Thursday, October 7, 2010

Chic in Paris: Dries Van Noten Men's Store

I would like to think that if Diana Vreeland was alive today, she would greatly approve of the new Dries Van Noten men's store in Paris.  The shop, located at 9 quai Malaquais, is two doors away from his gorgeous women's boutique and was until recently an art gallery.  What I love the most is that Dries and his architect Gert Voorjans kept the original red/rust colored lacquer from the 1970's and replicated it the back of the store which was once an office.  Even though the space is now devoted to men's clothing, the designer has also filled it back up with carefully chosen art, antiques and furnishings from every time period and style.  A metal Italian coffee table by Gabriells Crespi coexists with a Jean Cocteau drawing and an Anthony van Dyck painting that hangs on a wood panel from the 1960's that was bought in Brussels.  Oh, and the clothes aren't too shabby either. 





Tuesday, January 8, 2008

Shop in Style

When I go to Paris for my birthday, I am definitely going to have to stop at the divinely beautiful Dries Van Noten boutique at 7 Quai Malaquais. It feels more like a home than a shop and has been described as "an expression of the Belgian designer's aesthetic that is a paradigm for our fashion times: an original, one-off store in which everything from a gleaming marble console to a stalwart 1970s desk appeals to the senses."

"It was a dream opening in this location," said Van Noten, referring to the spacious, high-ceilinged former bookstore and its view across the river to the Louvre."

"I wanted it to be extremely luxurious with the atmosphere of a neighborhood," he said. "It is something very personal. And I wanted to respect the place. Who am I to change it? I want to keep it and treasure it and pass it on to the next generation."

Many of the eclectic objects that Van Noten and his partner Patrick Vangheluwe have garnered have been from flea markets and lend a warm and inviting atmosphere to the store. In addition, there are many other beautiful pieces such as, a sky-blue sofa from America, a baroque bridge table that once belonged to the aesthete Charles de Bestegui, a Chinese bird of paradise patterned rug, Ottoman velvet pillows from the 1920s, a decorative Italian screen, a Napoleon III boulle table and intriguing pieces from Belgium. They include a 1950s abstract painting by Marc Mendelson in the same pistachio green as the silk curtains surrounding a tiny glass conservatory-cum-boudoir.

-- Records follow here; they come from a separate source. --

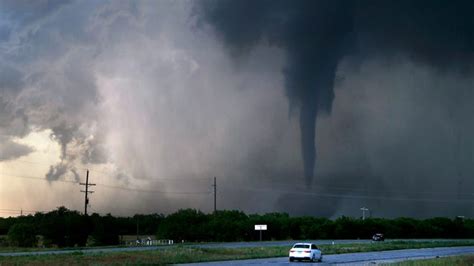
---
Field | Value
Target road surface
[0,239,472,256]
[177,247,474,266]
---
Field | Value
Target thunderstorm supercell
[0,0,474,217]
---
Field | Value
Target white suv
[289,243,323,261]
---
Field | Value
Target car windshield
[293,245,309,248]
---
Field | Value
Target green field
[0,241,474,266]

I first fell in love with Dries Van Noten after I saw photos from his anniversary dinner and fashion show that was held for 500 guests in Paris in 2004. The setting was a factory on the outskirts of Paris, and the table measured 450 feet in length. It was set with linen and flatware for three courses. Above were chandeliers, casting a milky beam in the dark room, and behind the guests stood an army of waiters, many of whom, like the caterers, were brought from Antwerp, where Mr. van Noten lives. At the end of the evening he gave each guest a hardbound book covering his 50 collections that was produced at his own expense.

"He said before the show that he had always wanted to have everyone sit down at long table and have the models walk the linen between the main course and dessert. And what's the point of reaching a milestone, as a self-made designer, if you can't mark it with a banquet?" Amen!